He would not say No to 60-hour weeks, an ever-accelerating treadmill. He had an absolutely bonkers desire to prove himself in an environment where the employees' selfhood and well-being was never on the company radar. I have never seen a place where people were more literally cogs in wheels. And what was worse about it was people's cooperation in their own demise. They had "team spirit". And they had stress-induced illnesses galore.
I have another friend, closer to my age, who works there. When she started she'd tell me, well, I'm just going to give them the extra time for this deadline... I kept telling her, draw a calm boundary when you start. Don't announce it or make it a drama, just quietly leave at 5:00 every day. Don't succumb to the seduction of getting extra points or strokes or approval for knocking yourself out, because the line will just move faster for every person who overproduces and thus doesn't make the corporation accoutable for understaffing. Now, about a year later, she tells me, I leave every day at 5:00. She is healthier, happier, and more focused during the hours she is working, but she's no longer giving the place all of her mental and physical energy.

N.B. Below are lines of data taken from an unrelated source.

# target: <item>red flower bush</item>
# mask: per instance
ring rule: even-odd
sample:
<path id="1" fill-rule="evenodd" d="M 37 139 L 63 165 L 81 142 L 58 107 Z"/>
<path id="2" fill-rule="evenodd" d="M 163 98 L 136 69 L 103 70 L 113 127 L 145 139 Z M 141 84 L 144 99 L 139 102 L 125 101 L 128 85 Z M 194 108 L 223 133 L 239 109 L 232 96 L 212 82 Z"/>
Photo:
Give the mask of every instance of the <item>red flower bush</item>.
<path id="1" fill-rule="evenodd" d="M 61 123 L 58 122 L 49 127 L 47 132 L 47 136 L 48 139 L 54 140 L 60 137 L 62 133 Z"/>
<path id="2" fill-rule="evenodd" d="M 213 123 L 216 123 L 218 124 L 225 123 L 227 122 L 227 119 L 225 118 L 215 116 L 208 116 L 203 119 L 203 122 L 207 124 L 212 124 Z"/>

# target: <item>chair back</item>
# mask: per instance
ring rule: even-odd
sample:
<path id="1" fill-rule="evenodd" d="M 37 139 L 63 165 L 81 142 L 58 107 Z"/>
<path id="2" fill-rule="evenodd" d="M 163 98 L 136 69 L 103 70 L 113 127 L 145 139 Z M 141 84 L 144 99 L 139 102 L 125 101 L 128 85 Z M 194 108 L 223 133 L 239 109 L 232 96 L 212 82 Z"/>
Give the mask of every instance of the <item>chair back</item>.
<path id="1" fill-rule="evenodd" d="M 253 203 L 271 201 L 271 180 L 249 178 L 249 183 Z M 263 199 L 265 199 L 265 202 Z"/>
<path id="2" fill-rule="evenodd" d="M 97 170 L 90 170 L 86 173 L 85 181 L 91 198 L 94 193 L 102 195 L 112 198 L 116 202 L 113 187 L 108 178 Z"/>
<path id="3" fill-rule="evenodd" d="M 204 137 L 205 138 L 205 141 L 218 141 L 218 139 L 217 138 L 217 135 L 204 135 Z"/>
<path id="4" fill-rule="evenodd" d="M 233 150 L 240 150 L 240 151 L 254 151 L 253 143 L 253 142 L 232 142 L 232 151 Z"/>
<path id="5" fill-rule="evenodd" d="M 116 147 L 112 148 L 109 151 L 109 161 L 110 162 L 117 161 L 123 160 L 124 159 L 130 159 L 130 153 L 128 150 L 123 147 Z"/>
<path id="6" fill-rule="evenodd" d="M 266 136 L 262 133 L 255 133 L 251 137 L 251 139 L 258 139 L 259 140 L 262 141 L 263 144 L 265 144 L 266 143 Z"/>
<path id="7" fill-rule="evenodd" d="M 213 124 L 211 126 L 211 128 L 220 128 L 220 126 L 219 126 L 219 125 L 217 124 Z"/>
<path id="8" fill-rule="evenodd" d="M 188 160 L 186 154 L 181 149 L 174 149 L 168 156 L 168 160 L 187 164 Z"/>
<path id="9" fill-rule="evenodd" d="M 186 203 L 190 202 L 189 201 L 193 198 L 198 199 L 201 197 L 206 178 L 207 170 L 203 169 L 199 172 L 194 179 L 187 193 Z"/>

A 40-hour workweek is enough, and most people don't even take the two 15-20 minute breaks they're allowed by law. Healthwise: everyone should take a 15-min walk midmorning and midafternoon, and make a point of enjoying a nourishing, relaxed lunch away from their desk. Some people meditate, some exercise. But these 3 periods every day are important ways to reclaim your mind and body. In some corporations, your mind and body can get so acclimated to the pace, the demands, the insane level of striving, that you don't even know they're yours anymore.
Sermon over...thanks for sharing your work stories, Bean.